[英]Regex starting from phrase to end of doc with condition
I have a starting phrase say fruits
. 我有一个开始的话说fruits
。 I have some ending phrase like apple
, banana
and pineapple
. 我有一些结尾短语,例如apple
, banana
和pineapple
。
I have some documents with variable as text
: 我有一些text
变量为text
:
Fruits 水果
They are good for health.... 它们对健康有益。
should eat Apple 应该吃苹果
Fruits 水果
eat regularly banana 经常吃香蕉
Fruits you need 你需要的水果
to eat Apple 吃苹果
Fruits are good 水果很好
Daily we should have pineapple 每天我们应该吃菠萝
In general, fruits have various minerals. 通常,水果具有多种矿物质。

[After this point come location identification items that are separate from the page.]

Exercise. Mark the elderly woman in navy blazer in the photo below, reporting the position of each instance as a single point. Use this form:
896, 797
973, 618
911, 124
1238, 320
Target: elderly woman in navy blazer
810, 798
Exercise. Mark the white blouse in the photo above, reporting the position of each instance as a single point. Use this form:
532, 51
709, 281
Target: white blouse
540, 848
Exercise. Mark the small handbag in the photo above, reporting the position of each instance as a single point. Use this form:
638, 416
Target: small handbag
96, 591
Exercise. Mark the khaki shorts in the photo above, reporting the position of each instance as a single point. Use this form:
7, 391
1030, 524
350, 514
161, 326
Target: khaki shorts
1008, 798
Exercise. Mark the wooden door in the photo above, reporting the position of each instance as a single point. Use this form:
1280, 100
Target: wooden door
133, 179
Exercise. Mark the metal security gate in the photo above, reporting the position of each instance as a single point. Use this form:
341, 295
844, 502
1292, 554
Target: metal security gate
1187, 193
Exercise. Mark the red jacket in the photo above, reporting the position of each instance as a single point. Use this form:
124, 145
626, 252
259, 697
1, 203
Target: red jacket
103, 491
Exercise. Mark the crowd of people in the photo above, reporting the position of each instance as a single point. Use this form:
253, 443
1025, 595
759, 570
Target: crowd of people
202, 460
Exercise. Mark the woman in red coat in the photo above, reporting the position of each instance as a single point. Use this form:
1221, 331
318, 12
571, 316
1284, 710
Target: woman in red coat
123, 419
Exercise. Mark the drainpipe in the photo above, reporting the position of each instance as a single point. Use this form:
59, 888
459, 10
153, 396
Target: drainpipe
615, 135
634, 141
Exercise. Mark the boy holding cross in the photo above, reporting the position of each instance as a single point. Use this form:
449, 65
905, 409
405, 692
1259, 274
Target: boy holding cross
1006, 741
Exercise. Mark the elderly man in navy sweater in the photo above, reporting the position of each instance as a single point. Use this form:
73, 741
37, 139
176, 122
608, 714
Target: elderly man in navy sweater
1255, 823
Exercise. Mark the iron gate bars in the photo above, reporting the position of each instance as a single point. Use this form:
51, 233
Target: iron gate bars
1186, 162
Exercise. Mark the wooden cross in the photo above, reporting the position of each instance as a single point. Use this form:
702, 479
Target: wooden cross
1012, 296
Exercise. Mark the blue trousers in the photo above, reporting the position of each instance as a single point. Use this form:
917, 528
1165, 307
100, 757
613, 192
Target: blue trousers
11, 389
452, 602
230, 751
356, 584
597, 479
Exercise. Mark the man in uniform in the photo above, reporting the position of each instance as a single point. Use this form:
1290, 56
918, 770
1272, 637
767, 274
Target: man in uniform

Most of them are very tasty 他们大多数都很好吃
My Regex and code: 我的正则表达式和代码:
p = r'(\bFruits\b\s*\w*\s*\n*.*?(\bApples?\b|\bbananas?\b|\bpineapples?\b))'
sep = ";;"
lst = re.findall(p, text, re.I|re.M|re.DOTALL)
val = sep.join(str(v) for v in lst )
Above regex works well in text
1 & 2 and partially in text
3. 上面的正则表达式在text
1和2以及部分text
3中效果很好。
Problem : 问题 :
All I need is when we encounter fruit and don't find any of the ending phrase, then and only then go till end of document. 我所需要的只是当我们遇到水果而找不到任何结尾短语时,然后直到文档结尾。
Expected Output from text
3 : text
3的 预期输出 :
Fruits are good Daily we should have pineapple ;; fruits have various minerals.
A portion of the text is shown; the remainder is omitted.